Nas obras de Helena Blavatsky e nas Cartas dos Mahatmas encontramos uma formulação moderna e abrangente da religião do futuro. Pouco antes de Blavatsky, Eliphas Levi ajudou a preparar o seu enunciado. E também é verdade que as bases da religião do futuro vêm sendo construídas há milênios. A ideia da cidadania planetária era proposta por Pitágoras e Demócrito na Grécia antiga, e defendida por Lúcio Sêneca no império romano. Demócrito afirmava que a pátria da boa alma é todo o universo.[1] O imperador romano Marco Aurélio agia conforme a religião do futuro. E muito antes de Marco Aurélio, o imperador Ashoka fez o mesmo na Índia.
À medida que passa o tempo, o sonho se torna mais concreto. O iluminismo do final do século 18 foi um ponto forte do processo. Em 1795, Immanuel Kant propôs a religião do futuro ao escrever o seu tratado sobre a paz perpétua. Este foi o primeiro rascunho e a concepção inicial do que é hoje a Organização das Nações Unidas.[2]

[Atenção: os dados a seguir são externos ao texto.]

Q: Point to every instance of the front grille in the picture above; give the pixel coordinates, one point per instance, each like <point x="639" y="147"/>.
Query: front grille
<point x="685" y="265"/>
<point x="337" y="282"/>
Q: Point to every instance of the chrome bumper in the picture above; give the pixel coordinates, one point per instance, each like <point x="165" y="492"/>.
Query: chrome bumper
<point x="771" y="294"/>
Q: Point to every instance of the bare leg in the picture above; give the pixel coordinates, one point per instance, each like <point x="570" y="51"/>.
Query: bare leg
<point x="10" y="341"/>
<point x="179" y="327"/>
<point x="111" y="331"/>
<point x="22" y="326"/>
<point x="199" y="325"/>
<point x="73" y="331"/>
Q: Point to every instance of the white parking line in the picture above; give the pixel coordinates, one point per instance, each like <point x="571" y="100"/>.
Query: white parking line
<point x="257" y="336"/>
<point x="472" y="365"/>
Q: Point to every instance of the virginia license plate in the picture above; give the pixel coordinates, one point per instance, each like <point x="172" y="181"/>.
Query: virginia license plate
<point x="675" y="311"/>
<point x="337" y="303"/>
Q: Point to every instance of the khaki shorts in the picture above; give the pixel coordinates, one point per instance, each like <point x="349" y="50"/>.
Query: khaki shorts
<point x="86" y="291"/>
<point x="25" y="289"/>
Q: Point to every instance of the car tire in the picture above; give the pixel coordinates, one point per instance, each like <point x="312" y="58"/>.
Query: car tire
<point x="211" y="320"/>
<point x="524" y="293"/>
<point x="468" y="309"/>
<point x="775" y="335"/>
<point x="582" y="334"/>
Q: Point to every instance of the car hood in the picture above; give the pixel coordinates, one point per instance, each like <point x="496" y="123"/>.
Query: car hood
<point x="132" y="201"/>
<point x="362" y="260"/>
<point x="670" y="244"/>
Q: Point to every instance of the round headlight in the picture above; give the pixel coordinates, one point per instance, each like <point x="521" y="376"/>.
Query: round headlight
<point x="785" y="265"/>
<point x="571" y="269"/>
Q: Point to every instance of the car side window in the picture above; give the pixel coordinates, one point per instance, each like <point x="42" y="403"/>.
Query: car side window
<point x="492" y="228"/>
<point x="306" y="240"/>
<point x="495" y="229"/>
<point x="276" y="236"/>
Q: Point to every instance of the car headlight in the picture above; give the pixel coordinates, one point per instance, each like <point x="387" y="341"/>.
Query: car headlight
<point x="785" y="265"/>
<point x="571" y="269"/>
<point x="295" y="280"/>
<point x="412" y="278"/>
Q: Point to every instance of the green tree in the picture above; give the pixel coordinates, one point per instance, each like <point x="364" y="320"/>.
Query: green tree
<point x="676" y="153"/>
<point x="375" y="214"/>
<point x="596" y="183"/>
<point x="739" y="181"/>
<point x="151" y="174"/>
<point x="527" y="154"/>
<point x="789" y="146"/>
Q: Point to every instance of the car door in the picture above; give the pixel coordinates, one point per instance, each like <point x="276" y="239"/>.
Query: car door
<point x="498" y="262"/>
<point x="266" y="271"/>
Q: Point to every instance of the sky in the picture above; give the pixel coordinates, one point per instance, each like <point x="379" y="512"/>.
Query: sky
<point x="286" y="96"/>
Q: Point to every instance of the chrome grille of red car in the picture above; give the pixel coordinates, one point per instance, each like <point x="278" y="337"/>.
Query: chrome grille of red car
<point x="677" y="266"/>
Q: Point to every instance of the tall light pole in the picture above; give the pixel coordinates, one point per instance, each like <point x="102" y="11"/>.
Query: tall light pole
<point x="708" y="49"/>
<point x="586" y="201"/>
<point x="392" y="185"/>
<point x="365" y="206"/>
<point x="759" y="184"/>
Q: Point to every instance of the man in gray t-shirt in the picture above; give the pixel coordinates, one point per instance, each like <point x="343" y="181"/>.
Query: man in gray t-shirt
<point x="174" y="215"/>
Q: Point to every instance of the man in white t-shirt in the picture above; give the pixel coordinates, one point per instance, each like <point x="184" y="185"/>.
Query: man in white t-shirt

Karl Dietrich Krause, o filósofo kantiano alemão, aprofundou a proposta da fraternidade universal. Inúmeros pensadores e ativistas trabalharam nesta linha ao longo do tempo; mas, para florescer, a religião do futuro ainda terá que derrubar o muro separatista dos dogmas sustentados pelas igrejas e seitas das diversas religiões. Será preciso fazer isso de modo fraterno. As chaves para o cumprimento desta tarefa foram estabelecidas no século 18.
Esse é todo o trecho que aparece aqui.